The Bharath Digital Infrastructure Association (B-DIA), formed last month with 14 home-grown cloud operators and digital infrastructure players, has reportedly called on the government to treat strategic data as a “national asset” on par with oil, power, and defence, and to curb foreign control over its storage.

The association has sought mandatory hosting of all government and public sector applications on sovereign clouds, backed by product linked incentive (PLI)-like incentives for Indian cloud service providers (CSPs) to expand domestic capacity. It has shared its proposals with the prime minister’s office, Ministry of Finance, and Ministry of Electronics and Information Technology.

Key recommendations include removing references to open government data from free trade agreements, rejecting “source code surrender” clauses, imposing a sovereign data value tax on foreign communication service providers (CSPs) and software as-a-service (SaaS) operators, and mandating India-controlled encryption and internet protocols to prevent backdoor access.

B-DIA has also pressed for mandatory government-backed data backups, physical audits, and source code access from foreign vendors in sovereign sectors.

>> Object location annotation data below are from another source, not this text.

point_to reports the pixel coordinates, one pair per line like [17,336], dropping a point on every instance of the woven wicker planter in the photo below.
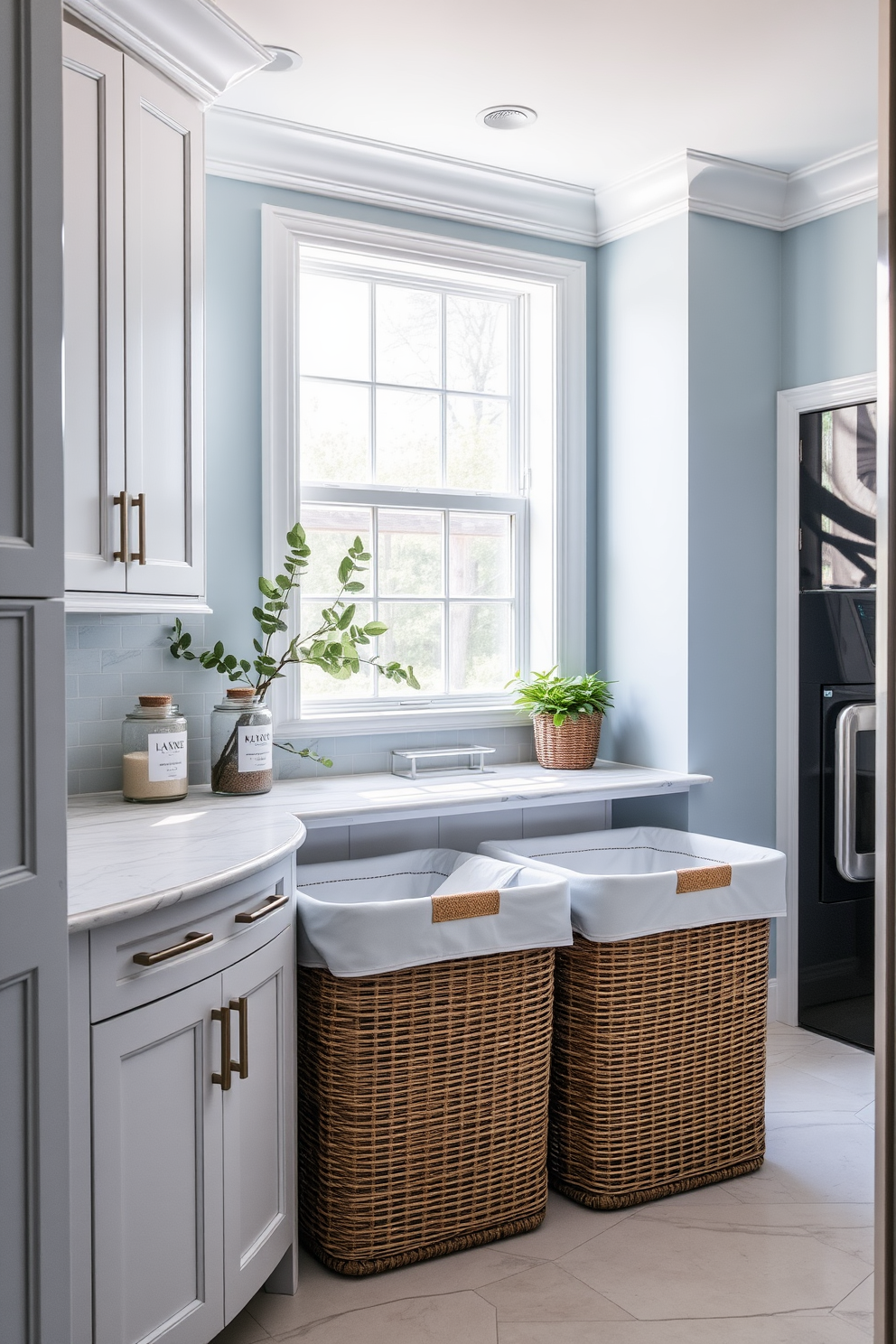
[422,1107]
[658,1081]
[573,746]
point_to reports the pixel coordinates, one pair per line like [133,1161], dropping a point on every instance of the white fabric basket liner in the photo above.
[369,916]
[622,883]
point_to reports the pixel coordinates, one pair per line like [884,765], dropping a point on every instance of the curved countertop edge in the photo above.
[83,919]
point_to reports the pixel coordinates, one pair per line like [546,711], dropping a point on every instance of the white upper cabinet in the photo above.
[94,312]
[133,354]
[164,226]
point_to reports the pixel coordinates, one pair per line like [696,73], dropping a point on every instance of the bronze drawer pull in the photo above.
[240,1005]
[141,523]
[267,906]
[121,501]
[192,939]
[222,1015]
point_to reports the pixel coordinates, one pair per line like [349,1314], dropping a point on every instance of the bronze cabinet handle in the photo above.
[141,523]
[121,501]
[192,939]
[240,1005]
[267,906]
[222,1015]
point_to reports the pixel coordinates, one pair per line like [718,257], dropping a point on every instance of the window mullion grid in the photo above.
[446,573]
[446,598]
[371,412]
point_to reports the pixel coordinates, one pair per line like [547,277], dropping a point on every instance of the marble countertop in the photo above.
[126,859]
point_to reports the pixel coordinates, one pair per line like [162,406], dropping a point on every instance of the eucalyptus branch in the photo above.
[333,647]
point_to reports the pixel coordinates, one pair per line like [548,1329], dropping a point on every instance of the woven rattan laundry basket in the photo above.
[658,1063]
[424,1107]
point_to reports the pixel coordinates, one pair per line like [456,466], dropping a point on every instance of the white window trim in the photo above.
[284,233]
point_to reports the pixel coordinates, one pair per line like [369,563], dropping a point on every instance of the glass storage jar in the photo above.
[242,743]
[154,742]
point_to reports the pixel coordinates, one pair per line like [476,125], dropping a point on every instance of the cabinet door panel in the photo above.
[157,1172]
[31,506]
[258,1123]
[164,380]
[94,336]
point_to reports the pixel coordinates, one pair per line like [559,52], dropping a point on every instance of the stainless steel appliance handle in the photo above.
[854,866]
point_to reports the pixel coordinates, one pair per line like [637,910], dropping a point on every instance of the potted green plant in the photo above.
[242,729]
[565,713]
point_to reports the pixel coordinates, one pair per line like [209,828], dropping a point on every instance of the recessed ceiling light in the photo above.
[507,117]
[281,61]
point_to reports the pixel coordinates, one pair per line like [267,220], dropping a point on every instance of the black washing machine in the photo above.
[837,813]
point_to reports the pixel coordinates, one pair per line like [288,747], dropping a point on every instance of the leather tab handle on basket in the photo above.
[465,905]
[705,879]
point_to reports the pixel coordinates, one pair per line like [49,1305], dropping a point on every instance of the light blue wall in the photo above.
[829,297]
[733,291]
[233,270]
[642,519]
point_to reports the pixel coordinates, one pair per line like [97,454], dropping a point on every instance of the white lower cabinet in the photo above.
[259,1160]
[192,1152]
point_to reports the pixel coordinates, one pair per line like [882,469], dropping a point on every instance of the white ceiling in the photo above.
[618,85]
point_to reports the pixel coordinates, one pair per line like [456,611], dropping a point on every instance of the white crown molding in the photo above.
[830,186]
[725,189]
[190,41]
[325,163]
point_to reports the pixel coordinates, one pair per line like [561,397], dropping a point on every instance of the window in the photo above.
[413,401]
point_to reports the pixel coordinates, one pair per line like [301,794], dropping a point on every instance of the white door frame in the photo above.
[791,405]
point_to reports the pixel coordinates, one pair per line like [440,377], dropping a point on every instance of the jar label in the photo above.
[256,749]
[167,756]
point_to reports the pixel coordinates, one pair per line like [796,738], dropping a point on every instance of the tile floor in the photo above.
[779,1257]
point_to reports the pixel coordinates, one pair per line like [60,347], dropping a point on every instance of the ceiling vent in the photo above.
[281,61]
[507,117]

While the Digital Personal Data Protection Act safeguards user privacy, the body argued it does not provide tools for taxing digital consumption or controlling cross-border data flows, leaving foreign SaaS, artificial intelligence (AI), and cloud platforms outside Indian jurisdiction.

Warning of strategic risk, B-DIA noted that 90 per cent of India’s cloud infrastructure market is dominated by foreign hyperscalers, who monetise Indian data via offshore-governed virtual private clouds. It estimates that 66 per cent of government cloud data is hosted with foreign CSPs, contrary to policy intent. With the association’s launch, interest from domestic players seeking to join the initiative is rising.